The rhetoric of Western leaders after Sinwar’s death reflects their refusal to admit this reality. They continue to deny that those who politically challenge or militarily engage Israel act as resistance groups waging a battle for justice for Palestinians and others in the region who suffer the consequences of Zionist settler-colonialism.

This biased deficiency has defined Western political elites for decades as they fail to acknowledge that Israeli concerns are not superior to Palestinian ones and the Israel-Palestine conflict has two parties whose mutual rights to sovereignty and security must be achieved for a meaningful peace to be established.
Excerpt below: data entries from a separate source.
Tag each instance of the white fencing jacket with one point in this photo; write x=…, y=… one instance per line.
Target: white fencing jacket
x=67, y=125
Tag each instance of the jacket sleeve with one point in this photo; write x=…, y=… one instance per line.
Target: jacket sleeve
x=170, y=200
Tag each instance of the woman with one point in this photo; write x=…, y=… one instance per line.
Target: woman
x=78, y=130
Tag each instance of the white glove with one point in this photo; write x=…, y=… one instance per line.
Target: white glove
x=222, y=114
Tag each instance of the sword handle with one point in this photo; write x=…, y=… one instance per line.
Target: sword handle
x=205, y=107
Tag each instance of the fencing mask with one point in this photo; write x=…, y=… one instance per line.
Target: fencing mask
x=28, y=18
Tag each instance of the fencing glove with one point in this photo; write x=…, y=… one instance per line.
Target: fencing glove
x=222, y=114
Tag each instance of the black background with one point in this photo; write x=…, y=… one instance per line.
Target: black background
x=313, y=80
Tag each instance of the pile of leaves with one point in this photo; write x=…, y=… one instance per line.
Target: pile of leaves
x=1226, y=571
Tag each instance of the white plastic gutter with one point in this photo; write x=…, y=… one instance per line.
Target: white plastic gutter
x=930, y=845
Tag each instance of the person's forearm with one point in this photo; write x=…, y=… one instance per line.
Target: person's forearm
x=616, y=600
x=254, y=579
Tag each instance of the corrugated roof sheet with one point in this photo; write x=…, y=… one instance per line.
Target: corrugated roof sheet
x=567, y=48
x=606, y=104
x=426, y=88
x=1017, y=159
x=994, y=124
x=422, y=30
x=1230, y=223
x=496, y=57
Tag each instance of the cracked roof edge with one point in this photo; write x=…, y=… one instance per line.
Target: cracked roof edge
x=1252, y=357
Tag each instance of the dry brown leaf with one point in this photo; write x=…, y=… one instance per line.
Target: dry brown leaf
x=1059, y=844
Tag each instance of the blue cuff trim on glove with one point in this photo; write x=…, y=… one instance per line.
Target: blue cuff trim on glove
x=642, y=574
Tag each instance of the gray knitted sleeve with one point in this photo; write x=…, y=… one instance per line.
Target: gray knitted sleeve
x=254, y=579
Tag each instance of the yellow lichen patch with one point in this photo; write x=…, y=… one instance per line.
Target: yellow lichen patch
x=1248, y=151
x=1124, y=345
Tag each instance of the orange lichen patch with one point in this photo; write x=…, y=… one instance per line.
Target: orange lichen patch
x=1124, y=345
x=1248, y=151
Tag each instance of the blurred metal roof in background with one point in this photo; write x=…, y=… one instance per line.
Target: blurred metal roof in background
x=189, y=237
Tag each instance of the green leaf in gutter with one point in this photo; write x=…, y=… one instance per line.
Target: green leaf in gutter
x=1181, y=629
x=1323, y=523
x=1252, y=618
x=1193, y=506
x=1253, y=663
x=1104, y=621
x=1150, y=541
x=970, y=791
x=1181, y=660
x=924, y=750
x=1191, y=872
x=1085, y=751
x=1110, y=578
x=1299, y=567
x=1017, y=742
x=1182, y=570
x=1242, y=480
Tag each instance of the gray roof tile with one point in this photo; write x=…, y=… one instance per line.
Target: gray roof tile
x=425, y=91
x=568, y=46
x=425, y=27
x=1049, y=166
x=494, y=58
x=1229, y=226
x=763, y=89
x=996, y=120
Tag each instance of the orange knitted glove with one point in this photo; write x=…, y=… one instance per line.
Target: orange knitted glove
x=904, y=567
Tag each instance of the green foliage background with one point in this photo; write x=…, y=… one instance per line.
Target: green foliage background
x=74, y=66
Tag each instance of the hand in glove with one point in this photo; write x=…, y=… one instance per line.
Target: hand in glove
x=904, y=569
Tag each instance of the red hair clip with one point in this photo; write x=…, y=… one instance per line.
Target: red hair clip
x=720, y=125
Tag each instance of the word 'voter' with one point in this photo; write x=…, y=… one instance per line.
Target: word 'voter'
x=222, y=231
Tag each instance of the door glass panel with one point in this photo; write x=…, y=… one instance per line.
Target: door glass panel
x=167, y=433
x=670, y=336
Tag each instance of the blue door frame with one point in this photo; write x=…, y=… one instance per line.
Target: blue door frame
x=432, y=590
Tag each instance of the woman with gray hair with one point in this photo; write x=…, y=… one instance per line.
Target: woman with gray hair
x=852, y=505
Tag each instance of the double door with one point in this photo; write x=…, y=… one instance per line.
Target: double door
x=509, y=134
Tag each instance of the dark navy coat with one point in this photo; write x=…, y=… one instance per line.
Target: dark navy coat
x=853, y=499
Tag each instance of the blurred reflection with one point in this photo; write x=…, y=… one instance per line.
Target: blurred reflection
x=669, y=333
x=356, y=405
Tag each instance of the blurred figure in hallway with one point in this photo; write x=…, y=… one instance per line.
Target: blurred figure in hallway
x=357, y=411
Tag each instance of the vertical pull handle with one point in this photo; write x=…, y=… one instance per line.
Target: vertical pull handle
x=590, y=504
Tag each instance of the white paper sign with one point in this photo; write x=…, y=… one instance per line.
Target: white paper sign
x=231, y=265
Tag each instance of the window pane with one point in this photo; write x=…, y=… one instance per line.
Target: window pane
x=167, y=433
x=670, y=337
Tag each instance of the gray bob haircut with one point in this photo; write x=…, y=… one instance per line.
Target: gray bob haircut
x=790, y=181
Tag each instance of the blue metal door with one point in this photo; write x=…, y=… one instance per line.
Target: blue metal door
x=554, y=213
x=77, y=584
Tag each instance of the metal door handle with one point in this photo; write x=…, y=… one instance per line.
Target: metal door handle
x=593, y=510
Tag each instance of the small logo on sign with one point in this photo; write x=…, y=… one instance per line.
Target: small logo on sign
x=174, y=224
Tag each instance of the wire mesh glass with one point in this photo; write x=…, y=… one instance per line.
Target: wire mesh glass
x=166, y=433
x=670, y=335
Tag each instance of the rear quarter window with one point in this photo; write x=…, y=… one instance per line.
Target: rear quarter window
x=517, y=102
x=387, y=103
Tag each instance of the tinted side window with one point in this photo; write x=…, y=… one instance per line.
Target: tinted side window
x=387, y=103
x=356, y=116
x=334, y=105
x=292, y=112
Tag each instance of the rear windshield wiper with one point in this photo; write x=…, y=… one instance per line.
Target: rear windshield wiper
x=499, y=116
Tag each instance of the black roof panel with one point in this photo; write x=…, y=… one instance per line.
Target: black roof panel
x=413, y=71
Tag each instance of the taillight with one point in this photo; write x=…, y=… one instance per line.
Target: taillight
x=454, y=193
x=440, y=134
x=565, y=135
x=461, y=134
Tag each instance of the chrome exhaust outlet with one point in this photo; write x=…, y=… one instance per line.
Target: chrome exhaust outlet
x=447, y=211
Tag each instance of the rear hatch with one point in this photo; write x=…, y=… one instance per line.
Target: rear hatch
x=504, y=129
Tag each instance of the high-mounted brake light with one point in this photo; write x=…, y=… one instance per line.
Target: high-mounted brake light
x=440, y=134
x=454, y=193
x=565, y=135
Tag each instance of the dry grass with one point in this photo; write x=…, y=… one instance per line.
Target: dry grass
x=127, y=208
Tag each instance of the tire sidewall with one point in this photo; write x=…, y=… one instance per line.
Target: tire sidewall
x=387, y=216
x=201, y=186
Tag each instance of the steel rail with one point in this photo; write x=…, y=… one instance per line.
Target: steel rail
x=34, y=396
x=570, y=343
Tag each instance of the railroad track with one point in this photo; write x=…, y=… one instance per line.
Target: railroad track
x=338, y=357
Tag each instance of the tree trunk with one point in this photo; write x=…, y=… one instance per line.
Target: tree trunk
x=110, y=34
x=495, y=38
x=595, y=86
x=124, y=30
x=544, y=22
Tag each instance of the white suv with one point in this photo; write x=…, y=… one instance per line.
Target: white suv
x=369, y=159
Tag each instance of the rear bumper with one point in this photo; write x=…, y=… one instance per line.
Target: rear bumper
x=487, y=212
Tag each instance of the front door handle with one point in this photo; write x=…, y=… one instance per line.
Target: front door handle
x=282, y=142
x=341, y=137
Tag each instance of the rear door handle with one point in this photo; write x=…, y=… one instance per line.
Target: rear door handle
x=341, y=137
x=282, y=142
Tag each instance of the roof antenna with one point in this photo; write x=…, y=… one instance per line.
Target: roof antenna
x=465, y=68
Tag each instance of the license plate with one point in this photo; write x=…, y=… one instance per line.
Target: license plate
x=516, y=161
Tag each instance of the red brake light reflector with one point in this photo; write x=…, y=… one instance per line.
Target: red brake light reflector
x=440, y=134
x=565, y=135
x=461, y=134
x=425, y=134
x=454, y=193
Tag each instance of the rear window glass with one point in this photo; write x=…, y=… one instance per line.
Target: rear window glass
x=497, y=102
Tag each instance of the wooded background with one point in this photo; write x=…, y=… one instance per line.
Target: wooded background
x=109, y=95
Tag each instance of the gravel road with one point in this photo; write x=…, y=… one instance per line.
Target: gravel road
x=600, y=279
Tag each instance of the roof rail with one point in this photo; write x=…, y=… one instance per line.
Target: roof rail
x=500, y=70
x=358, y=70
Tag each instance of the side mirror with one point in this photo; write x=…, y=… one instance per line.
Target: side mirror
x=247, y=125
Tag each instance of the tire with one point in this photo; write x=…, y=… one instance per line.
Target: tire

This deficiency now helps the West ignore Israeli Prime Minister Benjamin Netanyahu’s own words that the war will not stop after Sinwar’s death – a clear indication of who really obstructs peace. Over the past few days, the Israeli army has only intensified its drive to ethnically cleanse northern Gaza, killing about 640 people in 17 days.

Israel wants to continue its colonial subjugation of Palestinian and neighbouring Arab lands and its US-aided imperial drive to end Iranian influence in the region. It also works to silence any voice that criticises its actions that are now widely recognised as apartheid and genocide.

Countering this, Palestinians and their allies across the Global South have steadily expanded their political and military resistance to Israeli actions.

In this context, it is clear – even to those of us critical of some of Hamas’s militancy against civilians – that Sinwar’s leadership and decision-making reflected the Palestinian refusal to relinquish their right to self-determination and statehood. The actions he took in the realm of military resistance and political peacemaking – whether we like them or not – were always the consequence of intense consultations and consensus among the organisation’s members rather than a single tyrant’s decision, as the West would like to present it.

Those powers who fail to understand this reality and continue to ignore the historical dimensions of such Indigenous resistance to US-backed Israeli settler-colonial aggression doom the region to perpetual warfare.

The views expressed in this article are the author’s own and do not necessarily reflect Al Jazeera’s editorial stance.